部署が違う(デザインではない)というのがありましたのでそれほどの影響は受けていないですね。でもその時上司であったアクセル・ケラー(Axel Keller)という営業部長がいるんですけど彼はずっとマルジェラにいてマルジェラをあそこまでビジネスとして成長させたのはその人だと言われている人で営業の厳しさというのはその人から学びました。ニコラ(ゲスキエールBalenciagaデザイナー)には何度か会いましたけど特にクリエイションの話をしたわけではなくて。ニコラのクリエイションは僕の中でHelmut Langの次という感じなんですね。自分の立ち位置というのは常にしっかりしとかなければいけないと思っているんです。80年代は川久保さんや耀司さんが出てきてその前はKenzoさんとかいましたけどマルジェラが出てきてその後90年代はHelmut Langがいてミニマルが行きつくところまでいってその後はニコラゲスキエールのリミックスの時代という印象なんです。本当にあの人はセンスが良くて、マテリアルの組み合わせ方とかBalenciagaのアーカイブの持ってきかたとかその辺が凄くうまいですね。

―大学に行っている最中にエスモードに通っていたとのことですが専門学校ではなく大学を選んだのはなぜですか

大学は行かないとお金が出ないということになっていたのと勉強してみたいなと思ったのもあったので。でも入ってみたら意外と時間があったのでその時間でファッションを勉強しようと思いました。
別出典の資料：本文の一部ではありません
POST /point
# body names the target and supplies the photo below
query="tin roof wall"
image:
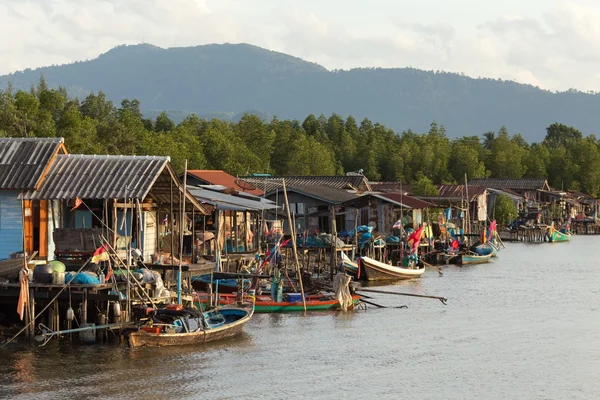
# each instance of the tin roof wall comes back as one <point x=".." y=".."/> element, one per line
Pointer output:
<point x="271" y="183"/>
<point x="218" y="177"/>
<point x="23" y="161"/>
<point x="509" y="183"/>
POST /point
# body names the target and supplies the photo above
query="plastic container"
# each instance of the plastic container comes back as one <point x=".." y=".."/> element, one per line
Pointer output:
<point x="42" y="273"/>
<point x="151" y="329"/>
<point x="294" y="297"/>
<point x="58" y="278"/>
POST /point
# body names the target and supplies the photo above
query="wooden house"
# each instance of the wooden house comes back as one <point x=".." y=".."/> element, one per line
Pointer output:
<point x="382" y="210"/>
<point x="123" y="199"/>
<point x="312" y="205"/>
<point x="24" y="165"/>
<point x="529" y="188"/>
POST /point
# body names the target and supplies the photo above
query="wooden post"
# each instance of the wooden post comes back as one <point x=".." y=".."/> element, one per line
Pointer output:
<point x="355" y="247"/>
<point x="333" y="244"/>
<point x="181" y="221"/>
<point x="293" y="230"/>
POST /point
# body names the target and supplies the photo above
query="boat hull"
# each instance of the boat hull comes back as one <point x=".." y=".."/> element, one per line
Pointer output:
<point x="376" y="270"/>
<point x="264" y="304"/>
<point x="558" y="236"/>
<point x="470" y="259"/>
<point x="146" y="339"/>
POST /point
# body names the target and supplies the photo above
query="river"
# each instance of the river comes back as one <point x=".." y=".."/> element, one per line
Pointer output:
<point x="525" y="326"/>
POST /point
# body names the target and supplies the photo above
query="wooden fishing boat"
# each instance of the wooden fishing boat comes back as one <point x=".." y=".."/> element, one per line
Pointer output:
<point x="376" y="270"/>
<point x="558" y="236"/>
<point x="191" y="327"/>
<point x="265" y="304"/>
<point x="201" y="282"/>
<point x="350" y="267"/>
<point x="471" y="258"/>
<point x="483" y="249"/>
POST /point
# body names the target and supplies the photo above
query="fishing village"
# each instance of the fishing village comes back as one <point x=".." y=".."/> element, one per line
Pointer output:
<point x="127" y="250"/>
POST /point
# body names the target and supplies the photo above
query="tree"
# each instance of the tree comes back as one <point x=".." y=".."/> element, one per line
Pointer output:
<point x="505" y="210"/>
<point x="424" y="186"/>
<point x="163" y="123"/>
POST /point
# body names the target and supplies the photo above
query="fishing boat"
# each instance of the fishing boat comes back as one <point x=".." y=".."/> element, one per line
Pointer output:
<point x="484" y="249"/>
<point x="376" y="270"/>
<point x="201" y="282"/>
<point x="291" y="302"/>
<point x="180" y="327"/>
<point x="350" y="267"/>
<point x="472" y="258"/>
<point x="558" y="236"/>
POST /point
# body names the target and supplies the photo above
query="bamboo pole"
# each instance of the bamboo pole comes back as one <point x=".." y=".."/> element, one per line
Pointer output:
<point x="181" y="222"/>
<point x="293" y="230"/>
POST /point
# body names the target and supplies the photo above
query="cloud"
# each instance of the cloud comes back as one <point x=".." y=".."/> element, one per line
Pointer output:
<point x="557" y="49"/>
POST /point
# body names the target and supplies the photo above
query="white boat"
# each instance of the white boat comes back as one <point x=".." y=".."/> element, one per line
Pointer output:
<point x="376" y="270"/>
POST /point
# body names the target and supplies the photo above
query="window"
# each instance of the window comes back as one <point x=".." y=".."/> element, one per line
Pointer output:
<point x="297" y="208"/>
<point x="364" y="216"/>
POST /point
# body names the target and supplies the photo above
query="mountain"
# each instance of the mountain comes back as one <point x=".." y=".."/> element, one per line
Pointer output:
<point x="229" y="79"/>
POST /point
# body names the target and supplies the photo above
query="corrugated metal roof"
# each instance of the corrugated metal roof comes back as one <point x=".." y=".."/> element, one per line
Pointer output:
<point x="99" y="177"/>
<point x="457" y="191"/>
<point x="24" y="160"/>
<point x="323" y="193"/>
<point x="509" y="183"/>
<point x="271" y="183"/>
<point x="406" y="201"/>
<point x="218" y="177"/>
<point x="224" y="201"/>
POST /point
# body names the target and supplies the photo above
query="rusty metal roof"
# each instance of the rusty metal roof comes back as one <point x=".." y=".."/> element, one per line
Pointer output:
<point x="23" y="161"/>
<point x="510" y="183"/>
<point x="219" y="177"/>
<point x="271" y="183"/>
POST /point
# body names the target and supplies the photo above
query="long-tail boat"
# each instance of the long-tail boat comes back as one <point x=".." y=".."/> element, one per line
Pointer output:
<point x="179" y="326"/>
<point x="558" y="236"/>
<point x="291" y="302"/>
<point x="472" y="258"/>
<point x="350" y="267"/>
<point x="376" y="270"/>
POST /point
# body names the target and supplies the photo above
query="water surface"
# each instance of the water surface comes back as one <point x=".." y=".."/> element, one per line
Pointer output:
<point x="525" y="326"/>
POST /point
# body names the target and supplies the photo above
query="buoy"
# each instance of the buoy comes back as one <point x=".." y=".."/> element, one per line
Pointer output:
<point x="117" y="309"/>
<point x="70" y="314"/>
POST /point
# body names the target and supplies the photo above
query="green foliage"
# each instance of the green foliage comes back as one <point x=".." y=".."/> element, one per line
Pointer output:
<point x="504" y="209"/>
<point x="317" y="146"/>
<point x="424" y="186"/>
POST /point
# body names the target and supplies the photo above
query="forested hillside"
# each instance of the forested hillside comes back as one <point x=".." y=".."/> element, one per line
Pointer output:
<point x="315" y="145"/>
<point x="227" y="80"/>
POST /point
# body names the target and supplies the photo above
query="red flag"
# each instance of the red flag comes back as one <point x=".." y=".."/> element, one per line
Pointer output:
<point x="414" y="239"/>
<point x="101" y="254"/>
<point x="78" y="202"/>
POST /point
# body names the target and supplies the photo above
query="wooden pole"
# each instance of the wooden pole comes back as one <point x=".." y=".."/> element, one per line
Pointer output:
<point x="293" y="230"/>
<point x="182" y="221"/>
<point x="355" y="247"/>
<point x="333" y="244"/>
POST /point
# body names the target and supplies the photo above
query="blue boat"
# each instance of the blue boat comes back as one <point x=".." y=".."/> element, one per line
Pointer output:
<point x="201" y="282"/>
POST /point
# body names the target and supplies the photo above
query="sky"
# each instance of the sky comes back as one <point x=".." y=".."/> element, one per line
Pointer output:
<point x="553" y="44"/>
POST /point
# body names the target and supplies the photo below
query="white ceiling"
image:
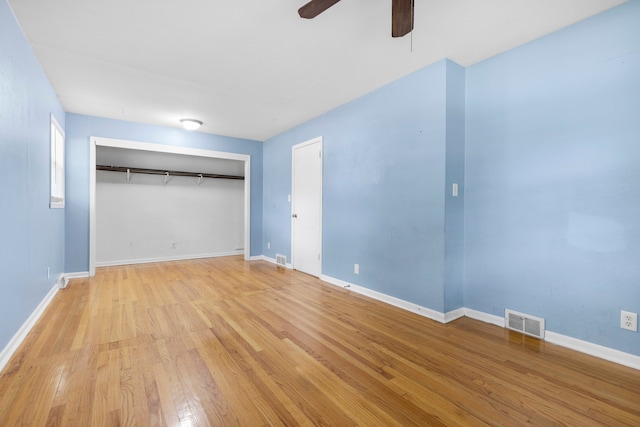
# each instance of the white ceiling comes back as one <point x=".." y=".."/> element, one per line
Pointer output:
<point x="253" y="68"/>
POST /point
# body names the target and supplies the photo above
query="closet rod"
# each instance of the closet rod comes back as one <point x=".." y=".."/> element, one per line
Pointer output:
<point x="164" y="172"/>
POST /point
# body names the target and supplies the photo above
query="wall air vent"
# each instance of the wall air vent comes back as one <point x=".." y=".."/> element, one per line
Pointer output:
<point x="281" y="260"/>
<point x="525" y="323"/>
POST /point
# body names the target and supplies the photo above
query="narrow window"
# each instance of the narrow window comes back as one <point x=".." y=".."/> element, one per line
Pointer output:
<point x="57" y="165"/>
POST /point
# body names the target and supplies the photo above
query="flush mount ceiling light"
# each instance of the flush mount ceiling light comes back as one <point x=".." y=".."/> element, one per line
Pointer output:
<point x="190" y="124"/>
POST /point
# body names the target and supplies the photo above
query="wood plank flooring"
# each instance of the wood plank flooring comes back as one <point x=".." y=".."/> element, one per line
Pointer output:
<point x="223" y="342"/>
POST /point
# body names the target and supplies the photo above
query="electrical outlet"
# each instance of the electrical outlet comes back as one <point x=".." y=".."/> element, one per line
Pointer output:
<point x="629" y="321"/>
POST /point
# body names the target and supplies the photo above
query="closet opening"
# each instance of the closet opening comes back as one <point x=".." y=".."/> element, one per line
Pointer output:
<point x="154" y="203"/>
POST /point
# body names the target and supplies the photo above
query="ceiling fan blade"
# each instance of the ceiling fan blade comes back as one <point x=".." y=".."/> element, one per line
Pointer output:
<point x="401" y="17"/>
<point x="315" y="8"/>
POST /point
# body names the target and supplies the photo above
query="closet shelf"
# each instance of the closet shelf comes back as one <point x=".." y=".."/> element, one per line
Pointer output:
<point x="165" y="172"/>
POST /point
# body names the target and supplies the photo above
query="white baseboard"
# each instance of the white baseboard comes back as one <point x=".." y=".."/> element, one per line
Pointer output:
<point x="17" y="339"/>
<point x="484" y="317"/>
<point x="273" y="261"/>
<point x="165" y="259"/>
<point x="602" y="352"/>
<point x="397" y="302"/>
<point x="77" y="275"/>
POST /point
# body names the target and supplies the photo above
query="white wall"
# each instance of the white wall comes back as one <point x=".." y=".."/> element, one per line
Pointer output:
<point x="140" y="220"/>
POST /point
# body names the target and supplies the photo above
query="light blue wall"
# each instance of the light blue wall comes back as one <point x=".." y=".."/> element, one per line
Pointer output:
<point x="80" y="128"/>
<point x="552" y="210"/>
<point x="384" y="185"/>
<point x="454" y="173"/>
<point x="32" y="234"/>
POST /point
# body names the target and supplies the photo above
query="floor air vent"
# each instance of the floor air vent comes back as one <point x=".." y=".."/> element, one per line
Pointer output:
<point x="281" y="260"/>
<point x="525" y="323"/>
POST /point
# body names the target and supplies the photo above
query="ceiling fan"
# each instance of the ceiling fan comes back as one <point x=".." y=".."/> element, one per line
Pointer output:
<point x="401" y="14"/>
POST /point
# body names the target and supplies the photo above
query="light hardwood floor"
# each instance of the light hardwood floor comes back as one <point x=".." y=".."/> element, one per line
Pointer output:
<point x="223" y="342"/>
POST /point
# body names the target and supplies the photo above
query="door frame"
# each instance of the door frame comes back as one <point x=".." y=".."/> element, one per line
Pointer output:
<point x="161" y="148"/>
<point x="317" y="139"/>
―大学に行く前からファッションをやりたい気持ちはあったんですか

ありましたね。普通に原宿少年でした。Undercover着たりNowhereに行ったり。そういう環境にいたので服が好きだったんですよね。だから大学を卒業してからエスモードに入ってと思っていたんです。

(ベルソーを選んだのは)大学4年の時に荒川眞一郎さんにお会いして当時は何度か飲みにつれて行って頂いたんですけど「フランス行くかも」という話をしていて「どこがいいですか」と聞いたら荒川さん(ベルソー出身)に「ベルソーで良いじゃん」と言われて「ベルソー行きます」という感じでベルソーに入ったんですよ。